Getting to Know AROs

Introduction

This article introduces the concept of AROs, the different types of ARO, and provides examples of each type.

To learn more about viewing and working with AROs, visit our knowledge base chapter on AROs.

Video - Getting to know AROs
What is an ARO?
ARO Types: Action, Recommendation, and Observation
ARO Severities

Video - Getting to know AROs

What is an ARO?

Cyber security solutions are well known for generating an overwhelming number of alerts, and an overload of information doesn’t necessarily help. Complex security logs lacking context can make issues hard to identify, let alone resolve. When critical security alerts get lost in the noise, it can make matters worse.

To circumvent the issues of traditional solutions, and to provide insights that bring value regardless of technical expertise, Field Effect aggregates and classifies the information it gathers into customized reporting units called AROs (Actions, Recommendations, and Observations).

AROs alert you about the different issues and events taking place across your environment. An individual ARO can be either an Action, Recommendation, or Observation. AROs have several elements (see The Anatomy of an ARO) that contextualize the issue, help you understand what is happening and why it matters, and provides a clear and actionable path to resolving the issue the ARO is reporting on.

This 3-category method (Action, Recommendation, or Observation) is designed to limit the number of alerts your organization receives, as well as help you triage issues. AROs replace high volumes of low-value, and potentially false positive alerts with alerts that are relevant, actionable, and lay out a clear path to resolution.

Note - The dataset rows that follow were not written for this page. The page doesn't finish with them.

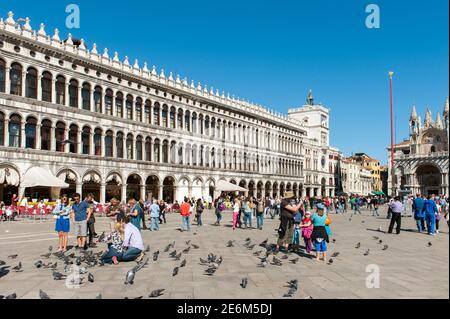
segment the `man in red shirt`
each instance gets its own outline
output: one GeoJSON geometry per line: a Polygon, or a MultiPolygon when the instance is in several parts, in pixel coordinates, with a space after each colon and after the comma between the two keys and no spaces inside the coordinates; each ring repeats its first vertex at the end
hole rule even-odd
{"type": "Polygon", "coordinates": [[[189,221],[189,217],[191,216],[191,205],[189,204],[189,199],[187,197],[184,198],[184,203],[180,206],[180,214],[181,214],[181,231],[190,231],[191,225],[189,221]]]}

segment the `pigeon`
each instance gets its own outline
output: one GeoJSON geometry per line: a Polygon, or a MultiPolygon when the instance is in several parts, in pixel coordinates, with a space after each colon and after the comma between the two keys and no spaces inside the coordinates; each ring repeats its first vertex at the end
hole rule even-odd
{"type": "Polygon", "coordinates": [[[230,240],[230,241],[228,241],[228,243],[227,243],[227,247],[234,247],[234,241],[233,240],[230,240]]]}
{"type": "Polygon", "coordinates": [[[192,244],[191,246],[192,246],[192,248],[194,248],[194,249],[199,249],[199,248],[200,248],[200,246],[195,245],[195,244],[192,244]]]}
{"type": "Polygon", "coordinates": [[[102,296],[102,294],[98,294],[98,296],[97,296],[97,297],[95,297],[95,299],[103,299],[103,296],[102,296]]]}
{"type": "Polygon", "coordinates": [[[248,285],[248,279],[247,278],[242,279],[241,287],[245,289],[247,287],[247,285],[248,285]]]}
{"type": "Polygon", "coordinates": [[[253,248],[255,248],[255,246],[256,246],[256,244],[253,244],[253,245],[248,246],[247,248],[248,248],[248,250],[253,250],[253,248]]]}
{"type": "Polygon", "coordinates": [[[356,249],[359,249],[360,247],[361,247],[361,243],[357,243],[355,246],[356,249]]]}
{"type": "Polygon", "coordinates": [[[153,261],[157,261],[159,257],[159,250],[153,254],[153,261]]]}
{"type": "Polygon", "coordinates": [[[8,256],[9,259],[16,259],[17,257],[19,257],[19,255],[10,255],[10,256],[8,256]]]}
{"type": "Polygon", "coordinates": [[[23,269],[22,269],[22,262],[19,261],[19,264],[16,267],[14,267],[13,270],[15,272],[22,272],[23,271],[23,269]]]}
{"type": "Polygon", "coordinates": [[[52,255],[52,253],[48,253],[48,254],[41,255],[41,257],[48,259],[48,258],[50,258],[51,255],[52,255]]]}
{"type": "Polygon", "coordinates": [[[125,285],[134,284],[134,276],[136,276],[136,271],[133,269],[128,270],[127,275],[125,277],[125,285]]]}
{"type": "Polygon", "coordinates": [[[81,265],[81,257],[78,257],[78,258],[75,260],[75,264],[76,264],[77,266],[80,266],[80,265],[81,265]]]}
{"type": "Polygon", "coordinates": [[[89,282],[94,282],[94,275],[93,274],[91,274],[91,273],[88,274],[88,281],[89,282]]]}
{"type": "Polygon", "coordinates": [[[203,258],[200,258],[200,263],[201,264],[209,264],[209,261],[204,260],[203,258]]]}
{"type": "Polygon", "coordinates": [[[333,255],[331,255],[331,257],[336,258],[336,257],[338,257],[339,255],[340,255],[339,252],[335,252],[333,255]]]}
{"type": "Polygon", "coordinates": [[[44,291],[42,291],[42,289],[39,289],[39,298],[50,299],[50,297],[44,291]]]}
{"type": "Polygon", "coordinates": [[[150,252],[150,245],[147,246],[147,248],[145,248],[145,252],[149,253],[150,252]]]}
{"type": "Polygon", "coordinates": [[[180,268],[183,268],[183,267],[185,267],[186,266],[186,259],[184,259],[182,262],[181,262],[181,264],[180,264],[180,268]]]}
{"type": "Polygon", "coordinates": [[[216,259],[217,259],[217,256],[216,256],[216,255],[214,255],[214,254],[209,254],[209,255],[208,255],[208,262],[213,263],[213,262],[216,261],[216,259]]]}
{"type": "Polygon", "coordinates": [[[205,270],[206,273],[205,275],[212,276],[216,271],[217,271],[216,267],[209,267],[208,269],[205,270]]]}
{"type": "Polygon", "coordinates": [[[284,255],[283,257],[281,257],[281,259],[284,259],[284,260],[289,259],[289,256],[288,255],[284,255]]]}
{"type": "Polygon", "coordinates": [[[171,248],[174,248],[175,247],[175,242],[173,241],[169,245],[170,245],[171,248]]]}
{"type": "Polygon", "coordinates": [[[57,271],[53,271],[52,275],[53,275],[53,280],[63,280],[63,279],[67,278],[66,275],[63,275],[62,273],[57,272],[57,271]]]}
{"type": "Polygon", "coordinates": [[[218,265],[220,265],[220,264],[222,264],[222,261],[223,261],[223,258],[222,258],[222,256],[220,256],[220,257],[216,260],[216,263],[217,263],[218,265]]]}
{"type": "Polygon", "coordinates": [[[174,250],[174,251],[172,251],[172,252],[169,254],[169,257],[174,258],[176,255],[177,255],[177,251],[174,250]]]}
{"type": "Polygon", "coordinates": [[[74,277],[70,280],[70,283],[74,286],[80,286],[83,284],[83,278],[82,277],[74,277]]]}
{"type": "Polygon", "coordinates": [[[373,240],[378,240],[378,239],[380,239],[380,237],[378,237],[378,236],[373,236],[372,238],[373,238],[373,240]]]}
{"type": "Polygon", "coordinates": [[[189,246],[188,248],[186,248],[185,250],[183,250],[183,254],[189,253],[189,250],[191,250],[191,247],[190,247],[190,246],[189,246]]]}
{"type": "Polygon", "coordinates": [[[171,248],[170,245],[166,246],[166,248],[164,248],[164,252],[167,253],[170,250],[170,248],[171,248]]]}
{"type": "Polygon", "coordinates": [[[431,247],[431,246],[433,246],[433,244],[430,241],[430,242],[428,242],[428,247],[431,247]]]}
{"type": "Polygon", "coordinates": [[[384,245],[383,250],[388,250],[389,246],[388,245],[384,245]]]}
{"type": "Polygon", "coordinates": [[[378,229],[377,229],[379,232],[381,232],[381,226],[380,227],[378,227],[378,229]]]}
{"type": "Polygon", "coordinates": [[[3,260],[0,260],[0,266],[4,266],[6,263],[3,260]]]}
{"type": "Polygon", "coordinates": [[[370,254],[370,249],[367,249],[366,252],[364,253],[364,256],[369,256],[370,254]]]}
{"type": "Polygon", "coordinates": [[[188,241],[186,242],[186,246],[189,246],[190,243],[191,243],[191,241],[188,240],[188,241]]]}
{"type": "Polygon", "coordinates": [[[299,260],[300,260],[300,258],[297,257],[297,258],[291,259],[289,261],[295,265],[297,263],[297,261],[299,261],[299,260]]]}
{"type": "Polygon", "coordinates": [[[275,257],[275,256],[273,256],[272,264],[275,265],[275,266],[282,266],[282,265],[283,265],[283,263],[281,262],[281,260],[279,260],[279,259],[278,259],[277,257],[275,257]]]}
{"type": "Polygon", "coordinates": [[[333,244],[335,244],[336,243],[336,239],[333,238],[332,242],[333,242],[333,244]]]}
{"type": "Polygon", "coordinates": [[[105,237],[106,237],[105,232],[103,232],[103,233],[98,237],[97,242],[98,242],[98,243],[102,243],[102,242],[105,240],[105,237]]]}
{"type": "Polygon", "coordinates": [[[178,255],[176,255],[174,258],[175,258],[175,260],[180,260],[181,259],[181,252],[178,255]]]}
{"type": "Polygon", "coordinates": [[[264,267],[266,267],[267,266],[267,261],[261,261],[259,264],[257,264],[256,265],[257,267],[260,267],[260,268],[264,268],[264,267]]]}
{"type": "Polygon", "coordinates": [[[176,275],[178,275],[178,270],[179,270],[180,268],[178,268],[178,267],[175,267],[174,269],[173,269],[173,272],[172,272],[172,277],[175,277],[176,275]]]}
{"type": "MultiPolygon", "coordinates": [[[[9,300],[17,299],[17,294],[16,294],[16,293],[12,293],[12,294],[10,294],[10,295],[4,297],[4,298],[5,298],[5,299],[9,299],[9,300]]],[[[1,298],[0,298],[0,299],[1,299],[1,298]]]]}
{"type": "Polygon", "coordinates": [[[291,298],[295,293],[297,292],[297,289],[295,288],[290,288],[288,293],[285,294],[283,297],[284,298],[291,298]]]}
{"type": "Polygon", "coordinates": [[[164,291],[166,289],[157,289],[157,290],[153,290],[150,295],[148,296],[149,298],[158,298],[160,296],[163,295],[164,291]]]}
{"type": "Polygon", "coordinates": [[[36,261],[36,262],[34,263],[34,266],[35,266],[36,268],[42,268],[42,266],[43,266],[42,260],[36,261]]]}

Using our data analytic expertise, we keep AROs and potentially false positive alerts to an absolute minimum. After the initial setup and security improvement phase, where we analyze and address initial vulnerabilities, most Field Effect users receive only a few alerts per month.

ARO Types: Action, Recommendation, and Observation

As outlined above, the AROs Field Effect MDR generates can be one of three types. The following sections explain each ARO type and provide examples.

Action

Action AROs represent an active or imminent threat to your organization's cybersecurity posture. These AROs should be dealt with immediately as they alert on high-risk issues/vulnerabilities.

Examples of Action AROs include:

Account Risk - Potential Credential Compromise
Endpoint Risk - Malware Detected
Endpoint Risk - Exposed Remote Desktop Protocol (RDP) Port Detected

Recommendation

Recommendation AROs proactively report on risks detected within your organization. The risks associated with a Recommendation ARO have the potential to evolve into bigger issues if left unattended.

Examples of Recommendation AROs include:

Endpoint Risk - End-of-life Operation Systems
Account Risk - Weak User Credentials
Destination File Server Supports a Secure Alternative to FTP - Unencrypted Credentials Detected

Observation

Observation AROs are generated to flag early threat indicators. Examples of Observation AROs include:

Account Risk - New Inbox Rule Detected
Account Risk - VPN Authentication Detected
Tools for Remote Administration Detected

ARO Severities

To provide an extra level of granularity, and to help with triaging, AROs are assigned one of several severity levels: Critical, High, Medium, Low, or Informational. These severity levels are meant to complement the ARO’s type by providing another level of fidelity to help you prioritize several Action, Recommendation, or Observation AROs.

Action AROs tend to have the Critical or High severities, Recommendations usually have High, Medium or Low severities; and Observations tend to have Medium, Low, or Informational severities.

If, for example, you received two Action AROs, one being critical and the other being high severity, you know to focus your efforts on the Action ARO with a critical severity.